Rabu, 08 Juli 2026 WIB

Kasatpol PP Dicopot? Ricuh Pansus Paripurna

- Kamis, 08 Juni 2017 00:30 WIB
Kasatpol PP Dicopot? Ricuh Pansus Paripurna
google/net
MATATELINGA, Medan: Gedung DPRD Medan ricuh. Para elit politik tegang urat soal hasil pansus pencopotan Kasatpol PP Kota Medan, Muhammad Sofyan. Apakah ada pesanan? Seperti diketahui, Rabu (7/6/2017), Ketua Pansus Zulkarnain Yusuf membacakan LKPj menyangkut keberadaan tupoksi Satpol PP Kota Medan.



Dalam laporannya, Zulkarnain Yusuf meminta Kepala Satpol PP Medan Muhammad Sofyan untuk diganti."Pansus menyimpulkan, Kasatpol PP harus diganti," ucap Zulkarnain di Ruang Paripurna DPRD Medan. Tak lama berselang, sidang sedikit ricuh. Pasalnya, Ketua Fraksi PAN Bahrumsyah meminta hasil Pansus LKPj tak ujuk-ujuk menjadi keputusan DPRD Medan.

Bahrumsyah menilai pencopotan itu merupakan hasil rekomendasi pansus, tapi bukan keputusan rekomendasi DRPD Medan. Senada dikatakan Paul Mei Simanjuntak. Kepada pimpinan dewan, Paul menegaskan bahwa kelemahan penegakan Perda bukan hanya kelemahan Satpol PP Medan. Tak ketinggalan, Mulia Asri Rambe yang juga anggota Pansus juga turut memberikan instruksi.

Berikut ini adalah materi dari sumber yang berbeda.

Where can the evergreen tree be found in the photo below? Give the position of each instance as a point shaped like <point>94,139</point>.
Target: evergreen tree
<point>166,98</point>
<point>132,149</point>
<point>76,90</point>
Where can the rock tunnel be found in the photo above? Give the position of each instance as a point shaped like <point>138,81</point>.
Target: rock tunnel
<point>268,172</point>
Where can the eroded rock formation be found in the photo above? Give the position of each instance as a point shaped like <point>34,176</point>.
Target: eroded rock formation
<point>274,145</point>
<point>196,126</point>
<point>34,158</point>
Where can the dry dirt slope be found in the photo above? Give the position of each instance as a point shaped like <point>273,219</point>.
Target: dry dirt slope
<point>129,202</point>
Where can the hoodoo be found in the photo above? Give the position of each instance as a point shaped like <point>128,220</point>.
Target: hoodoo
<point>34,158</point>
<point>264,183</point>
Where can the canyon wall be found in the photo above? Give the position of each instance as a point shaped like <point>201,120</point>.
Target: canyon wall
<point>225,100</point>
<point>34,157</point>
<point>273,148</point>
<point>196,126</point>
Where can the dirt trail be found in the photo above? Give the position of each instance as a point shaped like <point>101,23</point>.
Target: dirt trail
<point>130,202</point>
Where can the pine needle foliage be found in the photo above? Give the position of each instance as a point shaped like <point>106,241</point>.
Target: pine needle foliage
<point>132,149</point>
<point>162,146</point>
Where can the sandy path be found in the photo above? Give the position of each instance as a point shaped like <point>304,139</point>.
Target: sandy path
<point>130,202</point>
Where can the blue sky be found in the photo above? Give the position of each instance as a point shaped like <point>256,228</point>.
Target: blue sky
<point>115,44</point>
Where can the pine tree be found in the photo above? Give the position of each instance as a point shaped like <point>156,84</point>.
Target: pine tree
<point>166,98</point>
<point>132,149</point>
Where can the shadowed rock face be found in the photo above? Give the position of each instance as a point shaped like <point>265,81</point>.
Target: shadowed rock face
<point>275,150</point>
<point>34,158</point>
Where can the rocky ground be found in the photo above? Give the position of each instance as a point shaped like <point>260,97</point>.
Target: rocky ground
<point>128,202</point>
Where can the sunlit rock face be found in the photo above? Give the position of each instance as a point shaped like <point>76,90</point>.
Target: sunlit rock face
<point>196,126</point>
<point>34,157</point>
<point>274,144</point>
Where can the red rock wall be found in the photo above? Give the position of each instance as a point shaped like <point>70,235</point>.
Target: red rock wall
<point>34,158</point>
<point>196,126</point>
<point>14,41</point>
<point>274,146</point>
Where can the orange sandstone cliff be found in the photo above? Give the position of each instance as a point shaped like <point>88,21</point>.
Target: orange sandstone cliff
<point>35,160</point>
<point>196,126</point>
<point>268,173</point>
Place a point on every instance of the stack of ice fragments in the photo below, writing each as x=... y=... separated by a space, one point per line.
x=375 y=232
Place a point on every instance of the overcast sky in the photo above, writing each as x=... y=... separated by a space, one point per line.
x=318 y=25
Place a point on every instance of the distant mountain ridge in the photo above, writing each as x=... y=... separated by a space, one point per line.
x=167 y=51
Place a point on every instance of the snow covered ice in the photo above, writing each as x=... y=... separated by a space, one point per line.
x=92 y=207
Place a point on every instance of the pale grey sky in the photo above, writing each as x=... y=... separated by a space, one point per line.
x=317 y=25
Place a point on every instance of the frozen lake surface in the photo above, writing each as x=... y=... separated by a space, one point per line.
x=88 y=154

"Dalam finalisasi LKPj, saya tak menerima undangan. Pencopotan Satpol PP harus ditinjau kembali," tegar Mulia Asri Rambe.Beberapa anggota dewan yang sepakat dalam keputusan pansus yakni, politisi PPP, Zulkifli Lubis. "Kami (Pansus) sudah menilai kinerja Satpol PP dengan serius.Kita mau perda ditegakkan, itu saja," tutur Zulkifli.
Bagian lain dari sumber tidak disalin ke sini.